The method of claim 6,
Wherein the terminal cover includes a cover window configured to expose a display of the smart terminal,
Wherein the sensing module and the communication module are capable of measuring a degree of alcohol attached to the cover window.

The method according to claim 1,
The terminal-
And a bumper case formed to surround at least a part of a side surface and a back surface of the smart terminal.

The method according to claim 1 or 2,
The electrode
A metal oxide resistor, a nanomaterial, and at least one of gold, copper, aluminum, ITO, and Ti.

The method according to claim 1,
Wherein the electrode and the antenna respectively comprise:
A smart case that can measure drinking, including metal oxide resistors and nanomaterials.

The method according to claim 1 or 2,
The metal oxide resistor
A smart case capable of measuring drinking, including n-type compounds consisting of metal cations and oxygen anions.

14. The method of claim 13,
The metal oxide resistor
A smart case capable of measuring the breathing comprising at least one of ZnO, SnO, IGZO, IZO, FIZO, In ₂ O ₃ , IXZO (X addition to IZO base, X = Ti, Ta, Hf, Zr).

The method according to claim 2 or 12,
Wherein the nanomaterial includes at least one of a metal nanowire, a carbon nanotube, a metal nanofiber, a conductive powder, a metal mesh, a metal grid, a polymer nanomaterial, and a graphene.

The method according to claim 1,
The electrode
A metal oxide resistor layer on which a metal oxide resistor is coated,
And a nanomaterial layer formed on the metal oxide resistor layer and coated with nanowires and overlapped with each other to form a network.

18. The method of claim 16,
The electrode
And a passivation layer formed on the metal oxide resistor layer and the nanomaterial layer.

The method according to claim 2 or 17,
The channel may comprise:
And a metal oxide resistor layer disposed between both ends of the electrode and coated with the metal oxide resistor on the substrate.

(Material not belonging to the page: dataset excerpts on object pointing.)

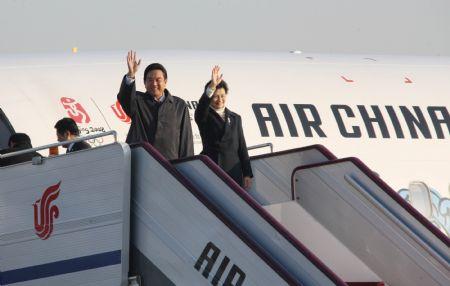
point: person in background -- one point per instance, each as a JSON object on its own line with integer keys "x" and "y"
{"x": 221, "y": 131}
{"x": 66, "y": 130}
{"x": 18, "y": 142}
{"x": 156, "y": 116}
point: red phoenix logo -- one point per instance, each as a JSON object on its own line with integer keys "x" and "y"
{"x": 75, "y": 110}
{"x": 120, "y": 113}
{"x": 44, "y": 213}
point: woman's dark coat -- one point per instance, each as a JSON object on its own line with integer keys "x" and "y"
{"x": 223, "y": 141}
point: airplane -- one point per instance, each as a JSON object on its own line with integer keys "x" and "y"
{"x": 391, "y": 112}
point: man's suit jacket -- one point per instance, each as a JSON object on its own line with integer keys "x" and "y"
{"x": 166, "y": 125}
{"x": 223, "y": 140}
{"x": 82, "y": 145}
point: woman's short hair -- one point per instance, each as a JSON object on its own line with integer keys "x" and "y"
{"x": 67, "y": 124}
{"x": 222, "y": 84}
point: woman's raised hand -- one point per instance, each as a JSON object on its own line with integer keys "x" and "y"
{"x": 133, "y": 64}
{"x": 216, "y": 77}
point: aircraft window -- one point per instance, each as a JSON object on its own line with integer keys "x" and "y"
{"x": 6, "y": 130}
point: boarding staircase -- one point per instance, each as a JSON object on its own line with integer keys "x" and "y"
{"x": 100, "y": 216}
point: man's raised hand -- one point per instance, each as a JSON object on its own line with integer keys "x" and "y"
{"x": 216, "y": 77}
{"x": 133, "y": 65}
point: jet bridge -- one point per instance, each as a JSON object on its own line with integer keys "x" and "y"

19. The method of claim 18,
Wherein the metal oxide resistor layer of the electrode and the metal oxide resistor layer of the channel are the same layer.

delete

A terminal holder to which the smart terminal is detachably coupled;
A terminal cover formed to cover at least a part of the smart terminal coupled to the terminal holder and having a cover window for exposing a display of the smart terminal;
An electrode formed integrally with the cover window and formed in a ring shape having a metal oxide resistor and a nanomaterial and having an opening formed at one side thereof and a metal oxide resistor provided at an opening of the electrode, A sensing module including a channel whose resistance varies;
The sensing module may include a metal oxide resistor and a nano material. The sensing resistor may be formed of a metal oxide resistor and a nano material. The electrode may be formed on the inner circumference of the electrode, And an antenna for performing electromagnetic resonance and transmitting a value sensed by the sensing module to the smart terminal.